Whether Tuesday’s averted strike becomes a genuine opening for diplomacy or simply a pause in an inexorable march toward wider war depends on what happens in the days ahead. The Pakistani mediator’s warning — “we don’t have much time” — may be the most honest assessment of the situation anyone has offered.

Iran has not publicly commented on Trump’s announcement. Baghaei, the foreign ministry spokesperson, said Tehran was prepared for all scenarios. “We are fully aware of how to respond appropriately to even the smallest mistake from the opposing side,” he told a televised press conference.

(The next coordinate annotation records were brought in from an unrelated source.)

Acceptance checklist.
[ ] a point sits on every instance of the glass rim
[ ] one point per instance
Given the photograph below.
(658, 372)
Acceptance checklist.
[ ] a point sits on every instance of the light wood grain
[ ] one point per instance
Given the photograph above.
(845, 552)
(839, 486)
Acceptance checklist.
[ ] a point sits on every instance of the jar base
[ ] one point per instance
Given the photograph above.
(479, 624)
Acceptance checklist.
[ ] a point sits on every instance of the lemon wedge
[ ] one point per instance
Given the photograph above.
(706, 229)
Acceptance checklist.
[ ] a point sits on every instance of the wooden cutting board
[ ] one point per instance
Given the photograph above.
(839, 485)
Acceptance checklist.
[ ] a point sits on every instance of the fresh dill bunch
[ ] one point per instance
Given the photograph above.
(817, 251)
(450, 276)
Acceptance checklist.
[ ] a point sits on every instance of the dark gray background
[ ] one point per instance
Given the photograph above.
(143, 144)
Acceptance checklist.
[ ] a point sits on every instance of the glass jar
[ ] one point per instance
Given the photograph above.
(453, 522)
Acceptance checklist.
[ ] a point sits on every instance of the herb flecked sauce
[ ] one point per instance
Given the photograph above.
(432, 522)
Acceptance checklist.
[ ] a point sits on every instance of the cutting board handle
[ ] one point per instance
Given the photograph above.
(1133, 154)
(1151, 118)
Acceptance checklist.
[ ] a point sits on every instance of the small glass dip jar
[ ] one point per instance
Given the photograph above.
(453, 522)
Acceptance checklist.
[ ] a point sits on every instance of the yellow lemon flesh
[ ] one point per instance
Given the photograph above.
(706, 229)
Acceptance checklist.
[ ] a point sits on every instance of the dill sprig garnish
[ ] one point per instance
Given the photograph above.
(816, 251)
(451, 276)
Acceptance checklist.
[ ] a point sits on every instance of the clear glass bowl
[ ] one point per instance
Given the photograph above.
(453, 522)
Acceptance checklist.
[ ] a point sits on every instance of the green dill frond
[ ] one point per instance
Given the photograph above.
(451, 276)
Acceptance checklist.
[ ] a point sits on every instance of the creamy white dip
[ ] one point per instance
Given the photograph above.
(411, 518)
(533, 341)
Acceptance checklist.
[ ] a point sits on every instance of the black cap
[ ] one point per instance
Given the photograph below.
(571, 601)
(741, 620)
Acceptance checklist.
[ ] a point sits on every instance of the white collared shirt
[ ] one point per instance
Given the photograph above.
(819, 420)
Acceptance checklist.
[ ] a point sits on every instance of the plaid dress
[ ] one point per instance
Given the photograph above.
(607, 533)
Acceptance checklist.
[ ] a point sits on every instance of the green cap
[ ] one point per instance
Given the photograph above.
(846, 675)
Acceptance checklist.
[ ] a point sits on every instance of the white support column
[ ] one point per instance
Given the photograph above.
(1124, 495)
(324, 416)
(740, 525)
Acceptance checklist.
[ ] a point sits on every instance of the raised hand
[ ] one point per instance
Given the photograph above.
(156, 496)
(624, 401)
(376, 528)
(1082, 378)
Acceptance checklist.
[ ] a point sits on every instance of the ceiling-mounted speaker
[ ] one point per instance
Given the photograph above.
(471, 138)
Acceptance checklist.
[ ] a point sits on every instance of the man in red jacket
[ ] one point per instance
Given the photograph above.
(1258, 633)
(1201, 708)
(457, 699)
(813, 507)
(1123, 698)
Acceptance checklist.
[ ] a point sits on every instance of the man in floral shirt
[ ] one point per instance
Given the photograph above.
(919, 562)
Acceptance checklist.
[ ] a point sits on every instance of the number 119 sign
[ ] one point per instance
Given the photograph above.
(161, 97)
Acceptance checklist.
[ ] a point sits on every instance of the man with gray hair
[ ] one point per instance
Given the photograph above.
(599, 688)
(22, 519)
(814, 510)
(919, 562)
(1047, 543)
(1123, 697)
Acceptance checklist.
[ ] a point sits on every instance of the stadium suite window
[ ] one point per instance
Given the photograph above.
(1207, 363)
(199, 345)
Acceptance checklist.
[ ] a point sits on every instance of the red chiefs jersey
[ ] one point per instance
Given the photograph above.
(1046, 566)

The war that began with US-Israeli airstrikes on February 28 has killed more than 3,000 people in Lebanon alone, according to the Lebanese health ministry. In Iran, casualty figures remain unclear. The ceasefire that was meant to create space for peace talks has been punctured repeatedly by exchanges of fire. The Strait of Hormuz remains effectively closed.

Three Gulf leaders bought some time. Whether anyone knows what to do with it is an open question.